It is not, however, wholly by the latitude of the region in which the evaporation takes place that the quantity of rain which falls from the atmosphere is determined; for the condition on which the falling back, in rain, of the water which has been taken up by evaporation mainly depends, is the cooling of the atmospheric stratum which contains it; and this effect is produced in very various ways, and many different causes operate to modify it. Sometimes the stratum is cooled by being wafted over ranges of mountains, sometimes by encountering and becoming mingled with cooler currents of air; and sometimes, again, by being driven in winds toward a higher, and, consequently, cooler latitude. If, on the other hand, air moves from cold mountains toward warm and sunny plains, or from higher latitudes to lower, or if, among the various currents into which it falls, it becomes mixed with air warmer than itself, its capacity for containing vapor in solution is increased, and, consequently, instead of releasing its hold upon the waters which it has already in possession, it becomes thirsty for more. It moves over a country, under these circumstances, as a warm and drying wind. Under a reverse of circumstances it would have formed drifting mists, or, perhaps, even copious showers of rain.

It will be evident, from these considerations, that the frequency of the showers, and the quantity of the rain which will fall, in the various regions respectively which the surface of the earth presents, must depend on the combined influence of many causes, such as the warmth of the climate, the proximity and the direction of mountains and of seas, the character of the prevailing winds, and the reflecting qualities of the soil. These and other similar causes, it is found, do, in fact, produce a vast difference in the quantity of rain which falls in different regions. In the northern part of South America, where the land is bordered on every hand by vast tropical seas, which load the hot and thirsty air with vapor, and where the mighty Cordillera of the Andes rears its icy summits to chill and precipitate the vapors again, a quantity of rain amounting to more than ten feet in perpendicular height falls in a year. At St. Petersburg, on the other hand, the quantity thus falling in a year is but little more than one foot. The immense deluge which pours down from the clouds in South America would, if the water were to remain where it fell, wholly submerge and inundate the country. As it is, in flowing off through the valleys to the sea, the united torrents form the greatest river on the globe — the Amazon; and the vegetation, stimulated by the heat, and nourished by the abundant and incessant supplies of moisture, becomes so rank, and loads the earth with such an entangled and matted mass of trunks, and stems, and twining wreaths and vines, that man is almost excluded from the scene. The boundless forests become a vast and almost impenetrable jungle, abandoned to wild beasts, noxious reptiles, and huge and ferocious birds of prey.
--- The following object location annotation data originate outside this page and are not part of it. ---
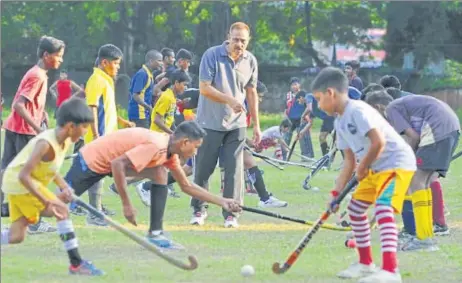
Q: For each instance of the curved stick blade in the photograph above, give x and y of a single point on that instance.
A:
(193, 264)
(277, 269)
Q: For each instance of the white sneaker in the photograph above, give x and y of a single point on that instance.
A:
(357, 270)
(382, 276)
(198, 218)
(272, 202)
(145, 195)
(231, 222)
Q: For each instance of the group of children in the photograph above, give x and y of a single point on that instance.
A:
(397, 148)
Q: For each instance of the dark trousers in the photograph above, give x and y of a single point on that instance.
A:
(232, 143)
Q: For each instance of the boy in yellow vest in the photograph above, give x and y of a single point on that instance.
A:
(26, 179)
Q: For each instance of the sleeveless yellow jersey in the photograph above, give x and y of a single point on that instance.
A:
(43, 173)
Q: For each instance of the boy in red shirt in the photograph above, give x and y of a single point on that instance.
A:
(28, 108)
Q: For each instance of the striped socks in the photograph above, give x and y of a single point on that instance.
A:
(361, 229)
(388, 237)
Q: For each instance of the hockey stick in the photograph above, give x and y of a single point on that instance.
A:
(278, 268)
(457, 155)
(143, 242)
(292, 149)
(296, 220)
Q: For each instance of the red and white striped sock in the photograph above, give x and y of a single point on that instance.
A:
(361, 229)
(388, 237)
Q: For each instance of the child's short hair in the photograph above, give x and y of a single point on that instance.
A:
(109, 52)
(50, 45)
(395, 93)
(379, 97)
(390, 81)
(353, 64)
(179, 76)
(183, 54)
(285, 124)
(330, 77)
(167, 52)
(74, 110)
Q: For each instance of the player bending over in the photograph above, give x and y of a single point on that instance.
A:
(143, 154)
(385, 169)
(26, 179)
(432, 129)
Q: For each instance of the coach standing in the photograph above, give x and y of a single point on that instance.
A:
(228, 76)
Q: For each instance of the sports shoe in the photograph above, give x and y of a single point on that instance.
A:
(107, 211)
(40, 227)
(77, 210)
(113, 189)
(382, 276)
(96, 221)
(198, 218)
(163, 242)
(357, 270)
(440, 230)
(415, 244)
(231, 222)
(85, 268)
(272, 202)
(145, 195)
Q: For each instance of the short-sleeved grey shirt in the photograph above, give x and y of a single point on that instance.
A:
(230, 78)
(352, 128)
(431, 118)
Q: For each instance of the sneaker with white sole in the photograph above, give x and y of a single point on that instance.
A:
(96, 221)
(382, 276)
(145, 195)
(441, 230)
(231, 222)
(40, 227)
(272, 202)
(198, 218)
(415, 244)
(357, 270)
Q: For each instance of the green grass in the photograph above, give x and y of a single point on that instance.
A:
(221, 253)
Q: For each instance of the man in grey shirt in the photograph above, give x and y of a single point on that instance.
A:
(228, 75)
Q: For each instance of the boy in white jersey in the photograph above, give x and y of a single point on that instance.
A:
(26, 178)
(385, 169)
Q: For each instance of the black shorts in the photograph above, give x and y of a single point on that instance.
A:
(327, 125)
(437, 157)
(13, 144)
(80, 177)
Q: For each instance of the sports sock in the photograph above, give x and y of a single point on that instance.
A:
(438, 203)
(5, 237)
(158, 202)
(422, 206)
(66, 233)
(324, 148)
(361, 229)
(408, 216)
(388, 237)
(256, 178)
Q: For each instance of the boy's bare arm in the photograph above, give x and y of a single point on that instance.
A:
(20, 107)
(159, 121)
(25, 175)
(349, 165)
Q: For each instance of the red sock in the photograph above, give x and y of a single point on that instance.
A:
(388, 237)
(438, 203)
(361, 229)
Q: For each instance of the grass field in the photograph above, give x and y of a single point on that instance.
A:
(221, 253)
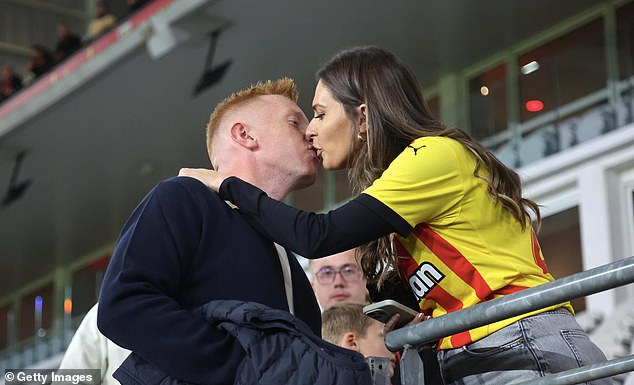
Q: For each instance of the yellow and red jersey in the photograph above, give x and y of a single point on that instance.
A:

Of course, the district of St. Petersburg, with its icy winter, its low and powerless sun, and its twelve inches of annual rain, must necessarily present, in all its phenomena of vegetable and animal life, a striking contrast to the exuberant prolificness of New Grenada. It is, however, after all, not absolutely the opposite extreme. There are certain regions on the surface of the earth that are actually rainless; and it is these which present us with the true and real contrast to the luxuriant vegetation and teeming life of the country of the Amazon. In these rainless regions all is necessarily silence, desolation, and death. No plant can grow; no animal can live. Man, too, is forever and hopelessly excluded. If the exuberant abundance of animal and vegetable life shut him out, in some measure, from regions which an excess of heat and moisture render too prolific, the total absence of them still more effectually forbids him a home in these. They become, therefore, vast wastes of dry and barren sands in which no root can find nourishment, and of dreary rocks to which not even a lichen can cling.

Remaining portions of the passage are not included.